PSA is planning a vehicle leasing programme, which it hopes will help it achieve its target sales of 30,000 EVs a year by 2015. PSA has already joined forces with Mitsubishi Motors to develop electric cars to be sold in Europe, but its EV leasing programme is likely to be available only for the C-Zero electric city car. With most of their German and Italian rivals still quite a way behind, these strategies clearly makes them well-position to make an early impression in the market.
However, it remains questionable whether these carmakers will be able to bag any of these gains in the home market. BMI has long been cautious that the lack of adequate infrastructure will be a major impediment in the growth of EV sales worldwide. To that, the French government’s plans to install a million battery-charging points across the country by 2015 and 4mn by 2020, in the hope of getting two million hybrid electric cars on roads nationwide by that year.
The short-term outlook for market demand, however, shows that the aim could be hard to achieve. Slowing private consumption, particularly from H210 has made way for a cumulative 1.4% y-o-y fall in new car sales, prompting BMI to revise down its end of year sales forecast to a nearly 2% y-o-y fall by the end of 2010. With austerity measures kicking in from 2011, BMI expects sales recovery to be limited at only 1.7% y-o-y during the year. Nevertheless, with overall sales expected to reach nearly 3mn units by the end of 2015, carmakers can hope to bag some gains, thanks to growing interest from consumers.

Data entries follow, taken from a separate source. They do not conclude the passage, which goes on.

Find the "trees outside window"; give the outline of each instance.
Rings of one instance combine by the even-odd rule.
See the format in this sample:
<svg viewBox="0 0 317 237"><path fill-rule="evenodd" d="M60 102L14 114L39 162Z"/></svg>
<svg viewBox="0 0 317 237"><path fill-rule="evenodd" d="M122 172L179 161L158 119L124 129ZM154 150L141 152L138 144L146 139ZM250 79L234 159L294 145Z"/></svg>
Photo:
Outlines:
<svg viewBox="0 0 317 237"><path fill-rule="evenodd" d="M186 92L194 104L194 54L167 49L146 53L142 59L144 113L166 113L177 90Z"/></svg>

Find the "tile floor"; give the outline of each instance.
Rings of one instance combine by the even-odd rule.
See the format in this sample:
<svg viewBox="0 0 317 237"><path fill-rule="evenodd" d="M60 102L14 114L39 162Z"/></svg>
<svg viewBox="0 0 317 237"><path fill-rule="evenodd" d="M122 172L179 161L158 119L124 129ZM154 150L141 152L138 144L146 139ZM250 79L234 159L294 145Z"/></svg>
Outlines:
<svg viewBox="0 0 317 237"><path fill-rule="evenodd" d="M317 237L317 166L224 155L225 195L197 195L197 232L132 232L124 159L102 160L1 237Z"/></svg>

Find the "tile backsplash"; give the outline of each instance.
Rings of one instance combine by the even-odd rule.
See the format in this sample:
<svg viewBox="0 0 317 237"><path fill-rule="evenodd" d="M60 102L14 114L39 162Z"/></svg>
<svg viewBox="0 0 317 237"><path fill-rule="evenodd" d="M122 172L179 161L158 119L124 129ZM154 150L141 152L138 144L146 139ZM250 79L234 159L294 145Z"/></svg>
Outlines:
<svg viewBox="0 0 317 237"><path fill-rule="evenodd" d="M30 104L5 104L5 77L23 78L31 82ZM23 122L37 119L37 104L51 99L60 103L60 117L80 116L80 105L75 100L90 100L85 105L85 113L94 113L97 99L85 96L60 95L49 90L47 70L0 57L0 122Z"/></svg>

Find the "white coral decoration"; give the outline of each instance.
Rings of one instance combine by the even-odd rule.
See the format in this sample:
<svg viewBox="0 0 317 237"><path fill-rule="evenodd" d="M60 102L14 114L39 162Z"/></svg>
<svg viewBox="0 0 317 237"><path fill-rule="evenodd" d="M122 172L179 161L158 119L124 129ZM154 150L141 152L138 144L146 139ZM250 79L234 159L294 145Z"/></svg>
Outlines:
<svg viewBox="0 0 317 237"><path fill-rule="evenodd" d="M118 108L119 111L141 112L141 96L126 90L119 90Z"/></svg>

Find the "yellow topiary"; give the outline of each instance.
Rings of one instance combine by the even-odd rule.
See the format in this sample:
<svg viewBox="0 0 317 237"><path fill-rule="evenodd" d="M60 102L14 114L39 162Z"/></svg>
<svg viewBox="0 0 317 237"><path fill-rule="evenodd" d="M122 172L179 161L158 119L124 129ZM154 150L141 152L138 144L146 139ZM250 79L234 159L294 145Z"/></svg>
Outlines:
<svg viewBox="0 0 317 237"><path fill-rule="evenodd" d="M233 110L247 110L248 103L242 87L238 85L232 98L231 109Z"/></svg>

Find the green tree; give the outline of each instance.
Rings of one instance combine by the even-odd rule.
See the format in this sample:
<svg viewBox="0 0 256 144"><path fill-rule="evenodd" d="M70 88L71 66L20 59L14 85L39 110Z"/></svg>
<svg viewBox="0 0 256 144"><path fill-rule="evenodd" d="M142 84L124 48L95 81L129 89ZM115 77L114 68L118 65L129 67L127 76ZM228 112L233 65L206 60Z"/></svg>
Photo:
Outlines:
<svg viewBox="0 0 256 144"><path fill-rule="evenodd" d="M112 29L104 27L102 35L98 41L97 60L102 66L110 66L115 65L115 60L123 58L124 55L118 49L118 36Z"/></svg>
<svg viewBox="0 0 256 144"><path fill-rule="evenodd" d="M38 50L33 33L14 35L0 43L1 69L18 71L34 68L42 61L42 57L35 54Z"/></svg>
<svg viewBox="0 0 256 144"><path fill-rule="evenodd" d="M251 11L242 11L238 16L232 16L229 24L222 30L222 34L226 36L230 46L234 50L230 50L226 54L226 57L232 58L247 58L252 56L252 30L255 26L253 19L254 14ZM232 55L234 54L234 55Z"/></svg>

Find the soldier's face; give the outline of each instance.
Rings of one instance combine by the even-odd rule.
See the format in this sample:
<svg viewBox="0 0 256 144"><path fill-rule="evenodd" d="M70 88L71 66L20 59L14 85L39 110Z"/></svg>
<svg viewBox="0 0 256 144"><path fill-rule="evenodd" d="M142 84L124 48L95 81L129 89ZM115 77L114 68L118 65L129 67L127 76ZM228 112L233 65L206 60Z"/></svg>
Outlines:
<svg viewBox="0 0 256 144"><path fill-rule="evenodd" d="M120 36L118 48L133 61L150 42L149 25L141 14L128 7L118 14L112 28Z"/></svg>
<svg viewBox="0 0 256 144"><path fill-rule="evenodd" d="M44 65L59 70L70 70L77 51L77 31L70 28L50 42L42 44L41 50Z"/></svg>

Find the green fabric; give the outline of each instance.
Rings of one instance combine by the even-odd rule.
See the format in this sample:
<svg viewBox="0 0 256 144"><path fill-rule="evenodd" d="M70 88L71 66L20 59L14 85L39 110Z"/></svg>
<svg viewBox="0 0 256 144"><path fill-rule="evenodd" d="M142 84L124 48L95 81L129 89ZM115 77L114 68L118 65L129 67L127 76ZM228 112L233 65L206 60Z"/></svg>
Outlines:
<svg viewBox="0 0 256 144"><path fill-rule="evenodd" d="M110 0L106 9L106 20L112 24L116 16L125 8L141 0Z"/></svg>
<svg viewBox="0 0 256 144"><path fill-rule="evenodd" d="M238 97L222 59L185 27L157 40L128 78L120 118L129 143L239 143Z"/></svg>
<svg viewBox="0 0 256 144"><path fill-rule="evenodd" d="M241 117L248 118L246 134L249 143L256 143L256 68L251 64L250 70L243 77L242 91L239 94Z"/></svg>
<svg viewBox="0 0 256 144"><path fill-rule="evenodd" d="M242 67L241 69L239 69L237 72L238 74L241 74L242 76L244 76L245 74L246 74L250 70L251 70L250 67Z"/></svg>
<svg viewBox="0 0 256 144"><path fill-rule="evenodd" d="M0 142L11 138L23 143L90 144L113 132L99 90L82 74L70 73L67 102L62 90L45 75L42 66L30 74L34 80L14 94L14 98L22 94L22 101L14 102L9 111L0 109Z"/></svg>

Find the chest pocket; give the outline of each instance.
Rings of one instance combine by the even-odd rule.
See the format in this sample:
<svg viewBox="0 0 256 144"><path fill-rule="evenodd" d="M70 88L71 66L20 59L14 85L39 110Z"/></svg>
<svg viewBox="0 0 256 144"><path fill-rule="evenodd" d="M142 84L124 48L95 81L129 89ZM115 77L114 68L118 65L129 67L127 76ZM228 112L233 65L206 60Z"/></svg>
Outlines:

Domestic production, however, will continue to be a constant challenge for the carmakers, amid pressure on cost minimisation and vehicle development. Latest estimates from the French Auto Makers’ Committee (CCFA) have shown that auto production in France increased nearly 22% y-o-y, to 1.46mn units, during 9M10. But with depressed European demand during 2011 and 2012 and low cost of production overseas, carmakers will be tempted to increase production abroad. Amid fears that focus outside could hamper recovery in French auto production by even 2015, the government, in turn will be keen to persuade companies to maintain production in the country.
France’s disadvantage in high production bases is greatly offsets by its stable regulatory environment and a more or less supportive environment, both of which have helped the country occupy third position in BMI’s Business Environment Ratings for the auto industry in Europe. However, we fear that this position could soon be challenged by Russia which is showing a lot of potential for high growth. Again, France’s potential loss of production is likely to be its biggest weakness against that of Russia which is poised for robust growth ahead.